The pace of the steelband is ideal for scaling St George's steep
hills and the long haul to Queens Park for the Pageant, where the mas
bands will parade onstage. On the Esplanade, I hear the heavy tramp
of what sounds like a regiment approaching. It's a troop of Short
Knees, a traditional mas band, their wooden soled sabots beating a
tattoo over the flagstones. Some sport three foot high black top
hats, others favour arab headdress, whitecloth face masks and
multi-coloured swirling robes.
The Pageant features bands like `A Glimpse of the Past' and `Our
Spice Isle Attractions' - with a gorgeous section of market vendors
in floral dresses, spinning parasols . Yet it is `History of Our
Island' that reduces me to tears of laughter. The leader of the band
loses patience with his players, who seem to be having too much fun
offstage. He grabs the mike from a bewildered MC and screams three
times for ` Maurice Bishop' . The ill fated leader of the 1979
Revolution obviously has other priorities and only arrives just
before an invading American tank firing salvoes overhead!

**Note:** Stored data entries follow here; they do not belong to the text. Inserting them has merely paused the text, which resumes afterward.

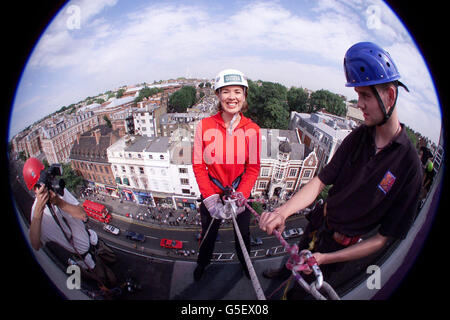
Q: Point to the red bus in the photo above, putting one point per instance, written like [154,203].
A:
[97,211]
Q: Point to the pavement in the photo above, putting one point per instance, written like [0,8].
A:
[159,278]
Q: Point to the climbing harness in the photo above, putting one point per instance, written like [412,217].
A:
[302,261]
[231,203]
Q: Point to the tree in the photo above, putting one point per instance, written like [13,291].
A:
[147,92]
[268,104]
[331,102]
[182,99]
[297,100]
[108,122]
[71,179]
[120,93]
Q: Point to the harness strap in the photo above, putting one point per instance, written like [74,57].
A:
[234,184]
[340,238]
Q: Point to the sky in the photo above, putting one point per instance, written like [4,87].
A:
[94,46]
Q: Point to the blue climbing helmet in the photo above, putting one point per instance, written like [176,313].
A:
[367,64]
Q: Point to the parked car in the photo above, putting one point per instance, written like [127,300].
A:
[292,233]
[131,235]
[255,241]
[171,244]
[111,229]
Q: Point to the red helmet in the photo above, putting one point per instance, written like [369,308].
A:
[32,171]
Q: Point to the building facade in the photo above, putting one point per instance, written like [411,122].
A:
[59,136]
[286,164]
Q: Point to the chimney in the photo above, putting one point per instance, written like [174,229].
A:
[97,135]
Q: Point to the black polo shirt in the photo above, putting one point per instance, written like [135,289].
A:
[373,189]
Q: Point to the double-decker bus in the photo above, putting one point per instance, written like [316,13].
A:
[97,211]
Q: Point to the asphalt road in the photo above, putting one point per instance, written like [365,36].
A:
[160,273]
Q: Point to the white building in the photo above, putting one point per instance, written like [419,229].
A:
[144,172]
[286,164]
[145,121]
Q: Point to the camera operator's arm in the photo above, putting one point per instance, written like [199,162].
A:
[74,210]
[42,197]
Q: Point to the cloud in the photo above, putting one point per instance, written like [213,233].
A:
[161,40]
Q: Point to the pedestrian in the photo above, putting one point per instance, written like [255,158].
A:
[375,175]
[226,156]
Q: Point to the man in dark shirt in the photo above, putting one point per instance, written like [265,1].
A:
[375,173]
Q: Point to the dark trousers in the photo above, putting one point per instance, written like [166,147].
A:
[207,246]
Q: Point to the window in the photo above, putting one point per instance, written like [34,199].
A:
[182,170]
[307,174]
[293,172]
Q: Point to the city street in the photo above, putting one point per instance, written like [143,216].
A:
[162,273]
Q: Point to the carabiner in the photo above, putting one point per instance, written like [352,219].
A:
[312,263]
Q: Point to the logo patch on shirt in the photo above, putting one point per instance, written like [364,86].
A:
[387,182]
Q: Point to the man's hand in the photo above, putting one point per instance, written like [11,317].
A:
[270,221]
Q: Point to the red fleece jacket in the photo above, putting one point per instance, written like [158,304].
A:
[226,156]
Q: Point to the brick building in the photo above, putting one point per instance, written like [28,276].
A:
[89,158]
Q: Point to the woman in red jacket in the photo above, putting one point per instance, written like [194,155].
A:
[226,156]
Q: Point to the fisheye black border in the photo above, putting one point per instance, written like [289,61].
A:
[24,22]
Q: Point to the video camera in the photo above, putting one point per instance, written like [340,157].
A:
[48,177]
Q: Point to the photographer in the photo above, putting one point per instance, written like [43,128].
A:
[57,216]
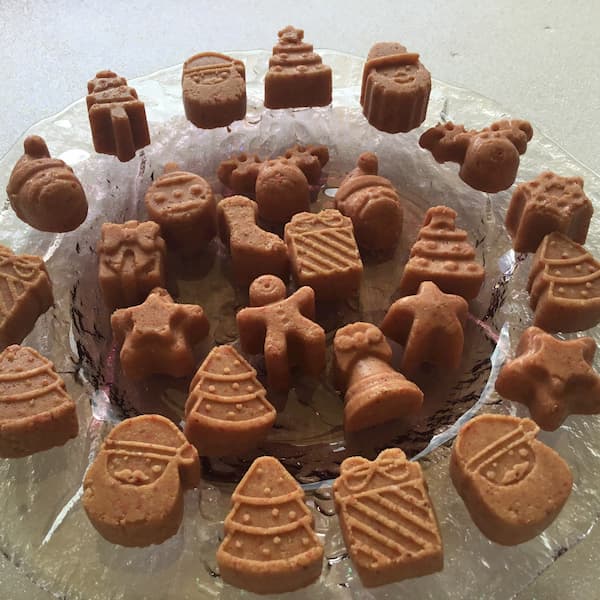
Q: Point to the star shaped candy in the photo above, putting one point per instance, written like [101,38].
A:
[553,378]
[430,326]
[158,335]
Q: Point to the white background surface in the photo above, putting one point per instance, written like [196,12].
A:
[539,59]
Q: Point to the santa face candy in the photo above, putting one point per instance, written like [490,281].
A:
[296,76]
[442,254]
[489,159]
[227,412]
[387,519]
[395,88]
[548,203]
[270,546]
[25,294]
[553,378]
[564,286]
[513,485]
[214,90]
[158,336]
[282,328]
[323,254]
[117,116]
[44,191]
[373,205]
[133,492]
[184,206]
[374,392]
[131,260]
[36,413]
[253,250]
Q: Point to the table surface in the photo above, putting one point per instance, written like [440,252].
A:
[539,59]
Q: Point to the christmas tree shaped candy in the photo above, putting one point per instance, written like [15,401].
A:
[270,545]
[227,412]
[443,255]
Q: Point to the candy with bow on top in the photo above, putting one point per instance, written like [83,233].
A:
[387,518]
[374,392]
[133,491]
[44,192]
[283,329]
[489,159]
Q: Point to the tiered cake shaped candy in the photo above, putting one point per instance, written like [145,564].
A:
[270,546]
[387,518]
[227,411]
[443,255]
[36,412]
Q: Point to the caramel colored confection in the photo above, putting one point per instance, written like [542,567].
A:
[374,392]
[25,294]
[553,378]
[489,159]
[270,546]
[296,76]
[117,116]
[253,250]
[512,485]
[564,286]
[44,192]
[430,326]
[36,413]
[214,90]
[284,329]
[395,88]
[373,205]
[227,412]
[158,336]
[184,206]
[323,253]
[387,519]
[442,254]
[131,260]
[133,492]
[545,204]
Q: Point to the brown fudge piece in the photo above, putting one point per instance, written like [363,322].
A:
[395,88]
[553,378]
[214,90]
[184,206]
[564,286]
[442,254]
[373,205]
[284,329]
[25,294]
[512,485]
[489,159]
[36,413]
[133,491]
[117,116]
[158,336]
[387,518]
[270,546]
[430,326]
[296,76]
[545,204]
[254,251]
[227,412]
[323,254]
[44,191]
[374,392]
[131,262]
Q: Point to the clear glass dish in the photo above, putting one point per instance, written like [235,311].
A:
[45,532]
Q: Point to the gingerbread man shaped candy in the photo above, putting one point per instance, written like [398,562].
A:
[282,328]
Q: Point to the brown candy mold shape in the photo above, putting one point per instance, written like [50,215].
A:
[51,477]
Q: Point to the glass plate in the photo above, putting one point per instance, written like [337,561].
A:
[45,532]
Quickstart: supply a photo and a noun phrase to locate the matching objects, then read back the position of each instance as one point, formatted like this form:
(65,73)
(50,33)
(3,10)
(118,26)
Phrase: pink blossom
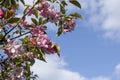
(30,55)
(25,24)
(43,41)
(48,11)
(30,11)
(50,49)
(69,25)
(13,49)
(1,13)
(39,30)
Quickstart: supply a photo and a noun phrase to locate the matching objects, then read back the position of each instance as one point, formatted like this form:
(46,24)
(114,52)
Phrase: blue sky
(92,50)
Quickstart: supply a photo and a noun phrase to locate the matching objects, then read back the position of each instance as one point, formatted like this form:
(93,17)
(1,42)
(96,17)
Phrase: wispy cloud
(55,69)
(103,15)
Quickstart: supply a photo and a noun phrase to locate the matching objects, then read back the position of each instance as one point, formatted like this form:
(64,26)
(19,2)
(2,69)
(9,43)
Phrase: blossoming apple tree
(22,41)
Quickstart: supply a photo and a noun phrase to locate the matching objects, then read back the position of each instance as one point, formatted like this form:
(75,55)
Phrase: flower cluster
(48,11)
(41,40)
(69,25)
(13,49)
(1,13)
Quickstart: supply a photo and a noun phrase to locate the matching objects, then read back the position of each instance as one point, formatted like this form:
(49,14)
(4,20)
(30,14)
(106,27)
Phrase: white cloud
(54,69)
(101,78)
(103,15)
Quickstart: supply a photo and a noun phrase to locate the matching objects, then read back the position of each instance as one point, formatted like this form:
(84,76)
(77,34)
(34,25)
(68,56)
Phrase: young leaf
(75,2)
(13,20)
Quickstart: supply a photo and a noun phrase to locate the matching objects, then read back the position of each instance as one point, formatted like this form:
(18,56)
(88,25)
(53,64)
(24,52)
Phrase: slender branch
(3,38)
(20,35)
(29,10)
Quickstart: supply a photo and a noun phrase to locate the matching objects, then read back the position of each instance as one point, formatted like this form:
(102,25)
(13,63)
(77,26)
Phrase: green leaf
(34,20)
(36,13)
(76,15)
(13,20)
(75,2)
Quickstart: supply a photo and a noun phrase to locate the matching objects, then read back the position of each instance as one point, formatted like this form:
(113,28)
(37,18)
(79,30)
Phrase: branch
(20,35)
(3,38)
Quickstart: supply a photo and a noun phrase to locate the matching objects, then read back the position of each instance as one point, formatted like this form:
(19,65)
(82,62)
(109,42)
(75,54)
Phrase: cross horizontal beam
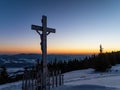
(36,27)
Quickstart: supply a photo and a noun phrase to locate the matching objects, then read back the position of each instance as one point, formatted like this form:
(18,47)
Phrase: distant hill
(22,60)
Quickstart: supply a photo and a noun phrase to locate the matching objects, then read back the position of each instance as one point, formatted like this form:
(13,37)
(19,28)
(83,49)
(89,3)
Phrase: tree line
(101,63)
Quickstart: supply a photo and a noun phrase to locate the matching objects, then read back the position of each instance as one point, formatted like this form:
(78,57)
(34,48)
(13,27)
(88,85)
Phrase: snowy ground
(83,80)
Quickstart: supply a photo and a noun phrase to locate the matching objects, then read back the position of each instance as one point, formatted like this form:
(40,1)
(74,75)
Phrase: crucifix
(43,31)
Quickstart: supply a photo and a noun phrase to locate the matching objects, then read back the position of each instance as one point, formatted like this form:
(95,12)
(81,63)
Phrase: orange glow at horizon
(55,50)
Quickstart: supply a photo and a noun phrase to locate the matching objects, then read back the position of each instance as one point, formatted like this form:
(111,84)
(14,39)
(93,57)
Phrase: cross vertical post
(43,36)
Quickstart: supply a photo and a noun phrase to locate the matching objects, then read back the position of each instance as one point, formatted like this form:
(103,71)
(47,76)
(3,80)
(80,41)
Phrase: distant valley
(22,60)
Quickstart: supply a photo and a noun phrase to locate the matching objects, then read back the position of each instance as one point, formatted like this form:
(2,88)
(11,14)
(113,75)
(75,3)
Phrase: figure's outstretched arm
(38,32)
(48,33)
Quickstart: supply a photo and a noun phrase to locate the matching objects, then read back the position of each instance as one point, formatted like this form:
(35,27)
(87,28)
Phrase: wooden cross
(43,31)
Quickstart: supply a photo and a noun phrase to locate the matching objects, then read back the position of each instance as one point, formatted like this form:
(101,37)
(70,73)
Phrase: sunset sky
(81,26)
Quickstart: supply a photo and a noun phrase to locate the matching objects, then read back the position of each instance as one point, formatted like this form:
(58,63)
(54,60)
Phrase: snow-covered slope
(83,80)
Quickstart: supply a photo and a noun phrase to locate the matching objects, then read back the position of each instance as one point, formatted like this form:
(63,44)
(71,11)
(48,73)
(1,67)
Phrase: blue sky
(81,25)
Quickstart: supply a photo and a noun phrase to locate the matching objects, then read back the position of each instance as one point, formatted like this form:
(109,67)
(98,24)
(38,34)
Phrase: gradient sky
(81,25)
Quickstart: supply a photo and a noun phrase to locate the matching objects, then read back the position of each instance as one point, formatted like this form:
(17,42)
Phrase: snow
(83,80)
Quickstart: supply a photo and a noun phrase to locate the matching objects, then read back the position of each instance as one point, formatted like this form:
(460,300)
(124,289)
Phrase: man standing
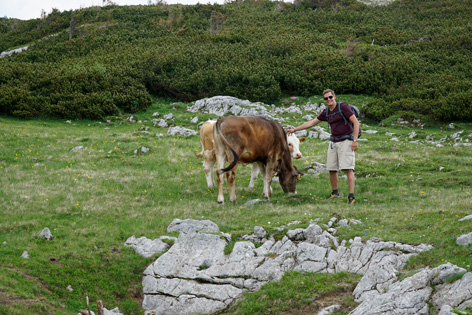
(343,144)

Nightfall finds me back in St George's and after some prompting from my Grenadian friend who wants to see `How Trinis get on for Carnival' I'm wining down the road to Inspector's `Madness', this year's Roadmarch. Unaccountably many hours later I find myself on top of a bank of blasting speakers, riding a truck round the Carenage. Below on the road my friend nods in approval. Yes I do have some Trini blood in me and it's bacchanal time!